Tornando alla sede di Bruxelles, i vari professionisti sono supportati ogni giorno da un gran numero di assistenti e di tirocinanti con compiti di vario tipo: dalla gestione della segreteria politica alle comunicazioni di tipo amministrativo, dalla preparazione di report e comunicati sulle sedute di commissione all’organizzazione del calendario settimanale e delle conferenze stampa di delegazione. Nel corso della “settimana verde”, gli europarlamentari hanno facoltà di recarsi presso le proprie sedi nazionali e regionali per fare politica sul territorio, aggiornandosi sullo stato delle problematiche che stanno seguendo personalmente.

Gli spazi del Parlamento di Bruxelles, a prima vista un labirinto di edifici collegati da strane passerelle, sono invece un ambiente che consente con relativa semplicità il contatto personale e lo scambio di opinioni: tutti incontrano tutti, senza eccezioni, e ciò dovrebbe dare il senso di quella necessità di dialogo che servirebbe oggi all’Europa, come mai prima d’ora. Tuttavia, le istituzioni dell’UE tendono ancora a mantenersi poco aperte al reale dialogo con la cittadinanza, e anche qui a Bruxelles si avverte tale atmosfera, con i “lavoratori dell’UE” che tendono a frequentarsi fra loro, come un piccolo villaggio poco accessibile nella stessa città.

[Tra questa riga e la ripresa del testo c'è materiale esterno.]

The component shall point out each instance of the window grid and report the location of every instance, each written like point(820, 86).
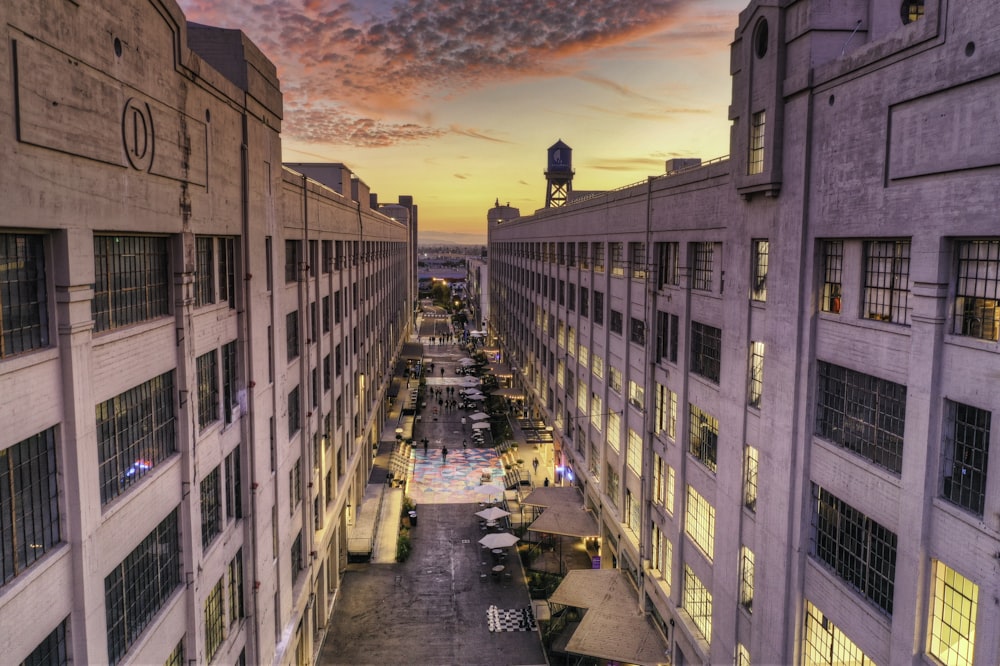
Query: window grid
point(952, 633)
point(966, 453)
point(977, 290)
point(862, 413)
point(135, 432)
point(24, 321)
point(131, 280)
point(29, 503)
point(855, 547)
point(833, 267)
point(698, 603)
point(887, 281)
point(140, 585)
point(703, 436)
point(758, 283)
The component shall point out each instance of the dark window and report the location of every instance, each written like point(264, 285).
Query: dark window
point(966, 454)
point(861, 413)
point(24, 319)
point(131, 280)
point(706, 350)
point(29, 503)
point(136, 589)
point(135, 432)
point(855, 547)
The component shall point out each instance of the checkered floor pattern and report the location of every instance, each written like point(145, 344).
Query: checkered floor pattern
point(513, 619)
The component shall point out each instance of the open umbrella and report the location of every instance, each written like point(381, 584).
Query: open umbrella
point(492, 513)
point(499, 540)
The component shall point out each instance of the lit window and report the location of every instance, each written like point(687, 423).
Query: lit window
point(699, 523)
point(952, 639)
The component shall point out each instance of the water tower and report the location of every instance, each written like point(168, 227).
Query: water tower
point(559, 175)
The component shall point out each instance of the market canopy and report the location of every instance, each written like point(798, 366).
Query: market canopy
point(613, 628)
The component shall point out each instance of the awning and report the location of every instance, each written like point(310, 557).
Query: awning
point(613, 627)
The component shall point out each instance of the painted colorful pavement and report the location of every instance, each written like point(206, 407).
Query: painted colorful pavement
point(454, 481)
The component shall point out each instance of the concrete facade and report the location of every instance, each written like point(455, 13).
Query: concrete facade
point(853, 129)
point(251, 285)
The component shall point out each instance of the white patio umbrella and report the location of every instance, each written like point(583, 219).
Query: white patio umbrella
point(499, 540)
point(492, 513)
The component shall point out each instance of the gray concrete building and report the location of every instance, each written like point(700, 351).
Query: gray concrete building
point(772, 374)
point(194, 346)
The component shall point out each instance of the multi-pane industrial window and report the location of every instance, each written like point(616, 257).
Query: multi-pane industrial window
point(215, 621)
point(758, 281)
point(667, 264)
point(833, 266)
point(755, 380)
point(211, 507)
point(855, 547)
point(861, 413)
point(135, 432)
point(887, 281)
point(826, 644)
point(755, 157)
point(699, 522)
point(24, 319)
point(750, 477)
point(137, 588)
point(697, 602)
point(666, 411)
point(952, 634)
point(966, 455)
point(666, 336)
point(52, 651)
point(208, 388)
point(746, 578)
point(29, 503)
point(703, 436)
point(701, 276)
point(131, 280)
point(977, 290)
point(706, 350)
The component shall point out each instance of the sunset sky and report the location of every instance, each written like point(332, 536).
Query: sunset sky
point(456, 101)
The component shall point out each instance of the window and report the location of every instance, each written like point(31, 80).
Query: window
point(887, 281)
point(756, 378)
point(136, 590)
point(698, 603)
point(966, 454)
point(755, 159)
point(699, 522)
point(29, 503)
point(855, 547)
point(52, 651)
point(666, 336)
point(701, 277)
point(952, 638)
point(211, 508)
point(750, 456)
point(24, 318)
point(826, 644)
point(215, 621)
point(667, 264)
point(758, 281)
point(746, 578)
point(131, 280)
point(703, 436)
point(208, 388)
point(706, 350)
point(135, 432)
point(637, 331)
point(977, 290)
point(862, 413)
point(833, 266)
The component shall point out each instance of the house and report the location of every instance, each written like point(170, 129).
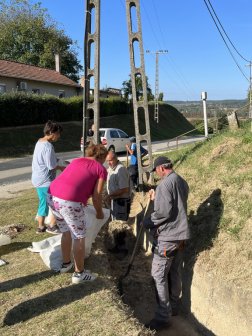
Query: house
point(109, 92)
point(30, 78)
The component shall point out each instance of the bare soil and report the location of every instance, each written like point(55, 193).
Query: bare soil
point(138, 287)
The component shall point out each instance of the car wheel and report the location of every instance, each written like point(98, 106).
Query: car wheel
point(111, 149)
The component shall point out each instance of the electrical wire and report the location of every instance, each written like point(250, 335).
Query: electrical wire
point(188, 86)
point(226, 43)
point(160, 47)
point(225, 32)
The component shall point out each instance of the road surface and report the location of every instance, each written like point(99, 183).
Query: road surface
point(19, 170)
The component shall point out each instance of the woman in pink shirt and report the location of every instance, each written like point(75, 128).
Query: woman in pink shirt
point(67, 197)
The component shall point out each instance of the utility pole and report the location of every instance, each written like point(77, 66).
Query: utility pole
point(156, 112)
point(250, 88)
point(204, 97)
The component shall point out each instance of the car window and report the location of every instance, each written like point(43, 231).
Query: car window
point(122, 134)
point(114, 134)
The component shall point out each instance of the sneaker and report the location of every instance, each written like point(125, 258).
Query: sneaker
point(53, 230)
point(66, 268)
point(83, 277)
point(41, 230)
point(118, 253)
point(157, 324)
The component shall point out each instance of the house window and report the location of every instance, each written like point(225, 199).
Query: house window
point(61, 93)
point(2, 88)
point(35, 91)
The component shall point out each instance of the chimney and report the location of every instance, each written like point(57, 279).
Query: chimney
point(58, 63)
point(82, 80)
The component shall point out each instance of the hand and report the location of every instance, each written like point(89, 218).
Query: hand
point(151, 194)
point(100, 215)
point(107, 199)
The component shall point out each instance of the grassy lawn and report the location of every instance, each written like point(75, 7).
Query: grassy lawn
point(37, 301)
point(18, 142)
point(219, 174)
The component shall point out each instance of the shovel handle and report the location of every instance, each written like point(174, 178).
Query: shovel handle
point(139, 234)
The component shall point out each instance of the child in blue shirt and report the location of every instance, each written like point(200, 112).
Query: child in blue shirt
point(133, 168)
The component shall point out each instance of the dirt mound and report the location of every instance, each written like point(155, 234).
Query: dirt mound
point(223, 148)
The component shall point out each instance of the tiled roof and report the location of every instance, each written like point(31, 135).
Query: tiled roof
point(31, 72)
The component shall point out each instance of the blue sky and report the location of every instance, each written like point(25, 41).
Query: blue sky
point(189, 34)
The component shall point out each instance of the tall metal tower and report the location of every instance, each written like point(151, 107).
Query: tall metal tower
point(156, 113)
point(89, 39)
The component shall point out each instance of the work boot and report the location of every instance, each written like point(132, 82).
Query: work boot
point(118, 253)
point(158, 324)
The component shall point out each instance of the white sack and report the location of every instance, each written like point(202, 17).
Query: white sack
point(50, 248)
point(4, 239)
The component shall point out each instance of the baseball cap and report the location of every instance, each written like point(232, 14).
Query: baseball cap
point(160, 161)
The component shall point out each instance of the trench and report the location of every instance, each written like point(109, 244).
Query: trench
point(138, 287)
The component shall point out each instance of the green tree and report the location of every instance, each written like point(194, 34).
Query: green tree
point(127, 88)
point(161, 96)
point(29, 35)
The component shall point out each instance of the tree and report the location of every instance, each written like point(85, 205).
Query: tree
point(29, 35)
point(161, 96)
point(127, 88)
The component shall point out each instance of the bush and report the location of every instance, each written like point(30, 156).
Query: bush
point(20, 109)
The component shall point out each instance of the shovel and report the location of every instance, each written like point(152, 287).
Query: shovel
point(133, 254)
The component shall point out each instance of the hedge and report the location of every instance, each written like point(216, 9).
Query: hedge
point(20, 109)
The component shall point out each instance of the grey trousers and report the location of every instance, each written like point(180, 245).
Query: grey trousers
point(166, 272)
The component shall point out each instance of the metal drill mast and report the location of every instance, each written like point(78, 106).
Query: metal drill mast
point(137, 37)
point(88, 73)
point(156, 112)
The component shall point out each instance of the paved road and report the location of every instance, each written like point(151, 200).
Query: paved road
point(19, 170)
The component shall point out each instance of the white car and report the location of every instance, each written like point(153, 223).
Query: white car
point(113, 139)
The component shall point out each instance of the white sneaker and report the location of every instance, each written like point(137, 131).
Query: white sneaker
point(85, 276)
point(66, 269)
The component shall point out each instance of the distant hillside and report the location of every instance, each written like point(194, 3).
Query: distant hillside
point(195, 108)
point(21, 141)
point(171, 122)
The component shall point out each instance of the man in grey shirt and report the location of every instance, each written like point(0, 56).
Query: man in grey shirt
point(168, 225)
point(118, 187)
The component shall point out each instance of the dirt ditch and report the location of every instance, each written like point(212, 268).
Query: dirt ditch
point(138, 287)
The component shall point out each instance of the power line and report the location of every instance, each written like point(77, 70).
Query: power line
point(226, 33)
point(226, 42)
point(160, 48)
point(166, 48)
point(189, 86)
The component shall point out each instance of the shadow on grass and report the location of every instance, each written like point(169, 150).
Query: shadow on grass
point(183, 157)
point(9, 285)
point(48, 302)
point(13, 247)
point(204, 228)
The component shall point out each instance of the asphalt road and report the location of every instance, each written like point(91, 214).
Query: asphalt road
point(19, 170)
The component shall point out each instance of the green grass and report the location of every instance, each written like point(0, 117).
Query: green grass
point(219, 174)
point(37, 301)
point(21, 141)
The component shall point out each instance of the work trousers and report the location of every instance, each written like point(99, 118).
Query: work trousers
point(166, 272)
point(134, 180)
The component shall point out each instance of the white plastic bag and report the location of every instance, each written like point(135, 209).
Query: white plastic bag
point(4, 239)
point(50, 248)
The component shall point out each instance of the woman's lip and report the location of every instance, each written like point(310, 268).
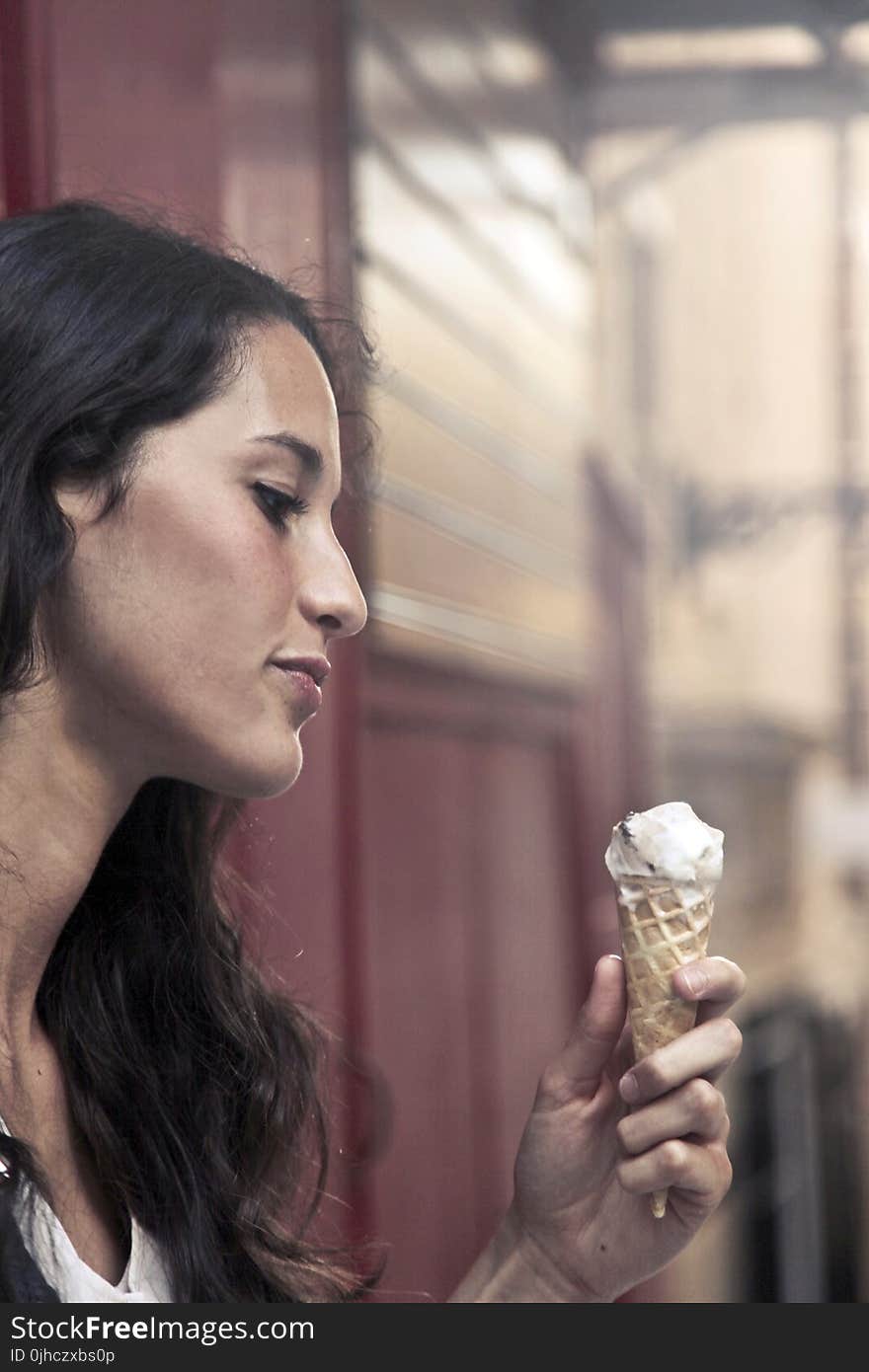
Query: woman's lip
point(303, 686)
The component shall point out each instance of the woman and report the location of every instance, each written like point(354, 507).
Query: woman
point(169, 463)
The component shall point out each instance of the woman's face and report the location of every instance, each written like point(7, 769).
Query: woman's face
point(173, 609)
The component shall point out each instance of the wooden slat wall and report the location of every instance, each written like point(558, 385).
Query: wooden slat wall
point(474, 274)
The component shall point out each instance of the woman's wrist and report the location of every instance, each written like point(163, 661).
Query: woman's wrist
point(514, 1268)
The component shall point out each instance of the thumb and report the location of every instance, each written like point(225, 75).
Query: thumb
point(597, 1029)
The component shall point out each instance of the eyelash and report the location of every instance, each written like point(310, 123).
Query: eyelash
point(283, 506)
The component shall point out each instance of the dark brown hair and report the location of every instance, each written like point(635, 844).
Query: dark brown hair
point(197, 1087)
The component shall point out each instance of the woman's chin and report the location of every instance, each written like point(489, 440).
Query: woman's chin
point(259, 778)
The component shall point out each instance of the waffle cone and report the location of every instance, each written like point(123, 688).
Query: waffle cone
point(664, 926)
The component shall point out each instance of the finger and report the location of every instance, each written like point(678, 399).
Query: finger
point(695, 1108)
point(715, 982)
point(704, 1051)
point(703, 1169)
point(578, 1068)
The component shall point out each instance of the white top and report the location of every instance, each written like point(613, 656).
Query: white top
point(46, 1242)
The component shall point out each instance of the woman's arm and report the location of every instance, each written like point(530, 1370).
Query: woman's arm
point(510, 1269)
point(580, 1227)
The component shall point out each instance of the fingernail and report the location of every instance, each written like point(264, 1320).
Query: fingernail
point(629, 1087)
point(695, 980)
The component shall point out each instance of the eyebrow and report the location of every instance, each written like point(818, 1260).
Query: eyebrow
point(310, 456)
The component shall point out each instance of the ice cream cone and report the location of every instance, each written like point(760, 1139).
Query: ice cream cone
point(664, 926)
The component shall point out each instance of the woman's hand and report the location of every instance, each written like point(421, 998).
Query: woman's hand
point(581, 1219)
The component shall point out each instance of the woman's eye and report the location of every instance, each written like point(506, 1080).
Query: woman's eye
point(277, 505)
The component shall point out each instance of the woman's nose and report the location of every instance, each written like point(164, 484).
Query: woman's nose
point(334, 597)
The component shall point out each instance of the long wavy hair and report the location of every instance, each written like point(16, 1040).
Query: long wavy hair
point(198, 1087)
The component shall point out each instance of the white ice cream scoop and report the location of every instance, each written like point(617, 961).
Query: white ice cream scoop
point(666, 843)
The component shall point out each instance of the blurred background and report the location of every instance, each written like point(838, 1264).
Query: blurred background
point(615, 259)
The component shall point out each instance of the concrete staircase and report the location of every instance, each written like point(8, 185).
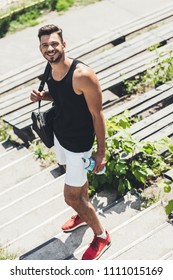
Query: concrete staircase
point(32, 211)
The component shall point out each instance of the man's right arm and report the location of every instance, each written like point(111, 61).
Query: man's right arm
point(43, 95)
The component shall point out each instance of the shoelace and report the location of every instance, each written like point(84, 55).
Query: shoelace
point(94, 243)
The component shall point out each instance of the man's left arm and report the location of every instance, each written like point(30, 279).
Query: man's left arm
point(93, 96)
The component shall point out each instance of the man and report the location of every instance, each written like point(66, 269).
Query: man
point(76, 93)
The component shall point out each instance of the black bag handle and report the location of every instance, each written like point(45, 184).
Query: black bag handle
point(43, 81)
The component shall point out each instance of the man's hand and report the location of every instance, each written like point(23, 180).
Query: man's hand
point(100, 160)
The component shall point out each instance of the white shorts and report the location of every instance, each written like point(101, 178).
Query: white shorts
point(76, 175)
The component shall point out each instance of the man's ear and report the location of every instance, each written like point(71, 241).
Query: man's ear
point(64, 44)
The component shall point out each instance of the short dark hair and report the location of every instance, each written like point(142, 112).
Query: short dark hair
point(49, 29)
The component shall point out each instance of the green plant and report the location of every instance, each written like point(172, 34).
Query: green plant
point(4, 130)
point(130, 163)
point(63, 5)
point(4, 255)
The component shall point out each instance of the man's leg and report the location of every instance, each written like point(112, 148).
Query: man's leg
point(77, 198)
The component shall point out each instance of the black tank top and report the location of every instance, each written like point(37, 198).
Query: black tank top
point(73, 124)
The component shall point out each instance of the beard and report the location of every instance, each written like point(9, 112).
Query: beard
point(56, 58)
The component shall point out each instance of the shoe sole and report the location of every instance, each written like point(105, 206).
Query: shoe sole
point(72, 229)
point(103, 251)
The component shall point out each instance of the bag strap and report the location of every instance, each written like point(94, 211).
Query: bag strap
point(43, 81)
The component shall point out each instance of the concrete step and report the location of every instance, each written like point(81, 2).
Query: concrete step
point(64, 245)
point(168, 256)
point(5, 146)
point(131, 230)
point(149, 246)
point(18, 170)
point(12, 155)
point(27, 187)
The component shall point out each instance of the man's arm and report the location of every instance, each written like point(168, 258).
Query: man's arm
point(86, 82)
point(43, 95)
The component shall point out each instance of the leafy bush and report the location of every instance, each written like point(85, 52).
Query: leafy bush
point(63, 5)
point(130, 164)
point(153, 76)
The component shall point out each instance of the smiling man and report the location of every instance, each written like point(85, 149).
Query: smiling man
point(76, 93)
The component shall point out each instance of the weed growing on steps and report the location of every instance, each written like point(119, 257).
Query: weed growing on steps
point(4, 255)
point(153, 76)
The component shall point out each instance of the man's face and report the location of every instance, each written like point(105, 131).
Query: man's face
point(52, 48)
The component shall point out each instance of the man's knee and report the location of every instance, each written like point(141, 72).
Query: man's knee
point(72, 195)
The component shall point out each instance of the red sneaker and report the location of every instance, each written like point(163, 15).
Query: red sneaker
point(97, 247)
point(73, 223)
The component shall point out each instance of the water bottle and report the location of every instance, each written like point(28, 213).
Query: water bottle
point(89, 164)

Visto dall’interno è di certo un mondo affascinante, con possibilità di crescita personale e professionale, al centro di un ambiente internazionale, dinamico e pieno di giovani preparati e ambiziosi.

La sfida dell’Unione europea, a mio avviso, sarebbe dunque quella di aprire davvero a tutti i cittadini le porte alla “parte buona” delle sue istituzioni. In caso contrario, se tutto resta tale anche a fronte delle gravi crisi globali che sta affrontando l’Europa in questi mesi, si potrà giungere a considerare chi lavora per l’UE come una serie di privilegiati che conducono una vita più che dignitosa, a spese di un continente che sta crollando dietro agli egoismi degli Stati nazionali.